Depuis 2020, les entreprises chinoises ont investi près de 2,8 milliards de dollars dans le lithium au Zimbabwe. CMOC a de son côté engagé près de 9 milliards de dollars dans deux mines de cuivre-cobalt au Congo et prévoit un projet d'expansion d'1,1 milliard de dollars. Ces investissements ont permis au Congo de plus que doubler sa production de cobalt en 3 ans et au Zimbabwe de devenir le 4e producteur mondial de lithium, attirant l'attention de Washington, qui cherche à réduire sa dépendance à Pékin pour ces minéraux.
Même après l'assouplissement des restrictions congolaises en octobre 2025, les exportations restent faibles, retardées par la mise en place des nouvelles procédures. Les prix de référence ont bondi de plus de 160% et le coût de l'hydroxyde de cobalt a quadruplé. La production de cobalt, souvent extraite comme sous-produit du cuivre, est soumise à des quotas contraignants qui obligent les exploitants à produire davantage que nécessaire pour atteindre leurs limites d'exportation.
Ces perturbations pèsent lourd sur les raffineurs, les fabricants de batteries et l'industrie automobile chinoise.
Au Zimbabwe, la transformation locale devient obligatoire. Les mineurs doivent construire des usines pour convertir le concentré de lithium en sulfate, un produit à plus forte valeur ajoutée. Mais les capacités actuelles ne permettent de traiter qu'un tiers de la production attendue, accentuant le déséquilibre.
Face à ces défis, les entreprises chinoises ont entamé des discussions avec les autorités locales pour reprendre les exportations et limiter l'impact économique. L'ambassade de Chine au Zimbabwe a rappelé l'importance de la prévention des risques et de la conformité pour éviter des pertes liées aux changements de politique. Le président zimbabwéen Emmerson Mnangagwa a insisté sur la nécessité de ‘'valoriser nos ressources au profit de notre population'' et de garantir une ‘'collaboration durable et mutuellement avantageuse'' avec les investisseurs.
D'autres métaux stratégiques sont également concernés. En Guinée, premier fournisseur de bauxite pour l'industrie chinoise de l'aluminium, les autorités prévoient de contrôler les volumes exportés et de favoriser la transformation locale. Mais, comme au Congo et au Zimbabwe, certains craignent que des changements trop brusques ne freinent les investissements étrangers.

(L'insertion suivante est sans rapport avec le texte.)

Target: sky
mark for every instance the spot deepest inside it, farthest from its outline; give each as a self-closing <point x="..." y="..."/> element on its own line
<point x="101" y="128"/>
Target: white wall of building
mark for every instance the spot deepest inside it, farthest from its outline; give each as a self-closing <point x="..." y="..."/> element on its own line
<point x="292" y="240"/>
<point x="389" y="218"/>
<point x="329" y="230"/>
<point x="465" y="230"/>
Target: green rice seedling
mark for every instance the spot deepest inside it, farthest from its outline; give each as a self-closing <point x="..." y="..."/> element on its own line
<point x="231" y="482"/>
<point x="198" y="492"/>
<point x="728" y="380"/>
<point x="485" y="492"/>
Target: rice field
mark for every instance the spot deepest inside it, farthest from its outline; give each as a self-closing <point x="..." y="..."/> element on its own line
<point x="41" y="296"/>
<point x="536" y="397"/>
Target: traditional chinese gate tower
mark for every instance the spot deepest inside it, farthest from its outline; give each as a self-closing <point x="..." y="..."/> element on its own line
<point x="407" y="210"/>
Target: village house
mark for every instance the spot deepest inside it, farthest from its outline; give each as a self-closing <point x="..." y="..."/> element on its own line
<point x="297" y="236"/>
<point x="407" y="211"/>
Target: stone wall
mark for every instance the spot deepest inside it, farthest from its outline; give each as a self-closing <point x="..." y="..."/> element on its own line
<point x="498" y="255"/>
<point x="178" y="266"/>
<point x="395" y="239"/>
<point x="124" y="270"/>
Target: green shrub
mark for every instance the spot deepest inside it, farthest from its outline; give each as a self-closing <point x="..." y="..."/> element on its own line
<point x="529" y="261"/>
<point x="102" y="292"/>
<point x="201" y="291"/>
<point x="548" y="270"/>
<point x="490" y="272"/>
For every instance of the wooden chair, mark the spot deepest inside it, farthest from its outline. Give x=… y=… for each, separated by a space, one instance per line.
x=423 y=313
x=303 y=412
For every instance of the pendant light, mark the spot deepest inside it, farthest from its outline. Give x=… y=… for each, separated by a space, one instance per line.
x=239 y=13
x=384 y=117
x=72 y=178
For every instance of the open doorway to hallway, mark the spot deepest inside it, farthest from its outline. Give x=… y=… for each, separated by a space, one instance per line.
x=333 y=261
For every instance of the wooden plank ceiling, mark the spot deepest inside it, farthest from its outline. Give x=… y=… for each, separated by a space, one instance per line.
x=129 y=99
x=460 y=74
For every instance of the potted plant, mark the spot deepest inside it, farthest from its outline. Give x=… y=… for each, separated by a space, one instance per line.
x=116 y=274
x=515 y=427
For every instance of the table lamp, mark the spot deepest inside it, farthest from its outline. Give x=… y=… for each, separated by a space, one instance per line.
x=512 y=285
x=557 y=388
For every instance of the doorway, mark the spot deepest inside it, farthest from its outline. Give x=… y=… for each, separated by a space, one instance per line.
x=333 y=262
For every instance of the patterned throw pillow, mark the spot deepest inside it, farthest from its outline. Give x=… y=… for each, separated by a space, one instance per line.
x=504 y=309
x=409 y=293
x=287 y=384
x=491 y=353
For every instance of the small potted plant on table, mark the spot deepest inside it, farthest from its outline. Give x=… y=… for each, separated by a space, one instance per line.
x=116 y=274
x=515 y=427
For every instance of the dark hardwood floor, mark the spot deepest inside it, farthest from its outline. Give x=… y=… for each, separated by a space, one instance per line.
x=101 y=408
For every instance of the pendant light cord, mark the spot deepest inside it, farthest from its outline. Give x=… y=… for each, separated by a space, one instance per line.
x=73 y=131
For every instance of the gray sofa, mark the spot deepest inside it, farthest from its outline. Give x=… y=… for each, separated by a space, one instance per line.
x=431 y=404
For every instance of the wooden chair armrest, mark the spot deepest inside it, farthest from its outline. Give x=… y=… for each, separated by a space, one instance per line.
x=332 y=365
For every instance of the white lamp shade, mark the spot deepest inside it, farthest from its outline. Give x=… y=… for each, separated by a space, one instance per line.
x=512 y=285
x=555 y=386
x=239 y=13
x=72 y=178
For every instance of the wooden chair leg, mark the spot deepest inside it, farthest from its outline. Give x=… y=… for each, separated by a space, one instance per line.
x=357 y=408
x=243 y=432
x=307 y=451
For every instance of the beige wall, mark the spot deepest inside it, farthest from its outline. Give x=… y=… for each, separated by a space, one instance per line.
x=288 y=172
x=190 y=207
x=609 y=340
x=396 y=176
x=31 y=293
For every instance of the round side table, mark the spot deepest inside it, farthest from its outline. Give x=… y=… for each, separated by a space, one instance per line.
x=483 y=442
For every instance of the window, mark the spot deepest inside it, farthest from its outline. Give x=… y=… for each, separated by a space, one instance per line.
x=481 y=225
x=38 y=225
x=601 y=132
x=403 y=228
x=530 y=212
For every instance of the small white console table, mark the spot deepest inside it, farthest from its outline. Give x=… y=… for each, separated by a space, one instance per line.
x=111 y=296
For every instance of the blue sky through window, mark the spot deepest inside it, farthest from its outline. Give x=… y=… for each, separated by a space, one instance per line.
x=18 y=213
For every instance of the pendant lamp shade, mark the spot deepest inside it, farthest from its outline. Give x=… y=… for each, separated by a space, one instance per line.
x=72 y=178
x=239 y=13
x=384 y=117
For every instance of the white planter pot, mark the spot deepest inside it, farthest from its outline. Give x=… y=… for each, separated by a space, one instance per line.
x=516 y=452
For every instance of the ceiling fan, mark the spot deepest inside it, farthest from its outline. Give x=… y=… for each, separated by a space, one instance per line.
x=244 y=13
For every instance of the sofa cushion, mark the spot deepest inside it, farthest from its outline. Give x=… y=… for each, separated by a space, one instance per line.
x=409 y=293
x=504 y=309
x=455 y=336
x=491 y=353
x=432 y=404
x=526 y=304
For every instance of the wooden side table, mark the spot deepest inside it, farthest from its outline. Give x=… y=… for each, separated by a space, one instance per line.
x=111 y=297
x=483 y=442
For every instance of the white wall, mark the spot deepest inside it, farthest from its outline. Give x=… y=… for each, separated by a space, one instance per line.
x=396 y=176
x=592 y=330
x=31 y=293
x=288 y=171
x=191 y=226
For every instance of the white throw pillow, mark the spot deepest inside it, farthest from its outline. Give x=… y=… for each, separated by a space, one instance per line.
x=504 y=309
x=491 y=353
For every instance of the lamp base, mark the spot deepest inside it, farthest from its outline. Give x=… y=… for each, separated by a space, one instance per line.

La bataille pour le contrôle et la valorisation des métaux critiques en Afrique montre l'évolution des rapports de force géopolitiques. Les pays africains exigent désormais que leurs ressources génèrent plus de valeur sur place, obligeant les investisseurs à revoir leur stratégie et les chaînes d'approvisionnement mondiales à s'adapter à ce nouveau paysage.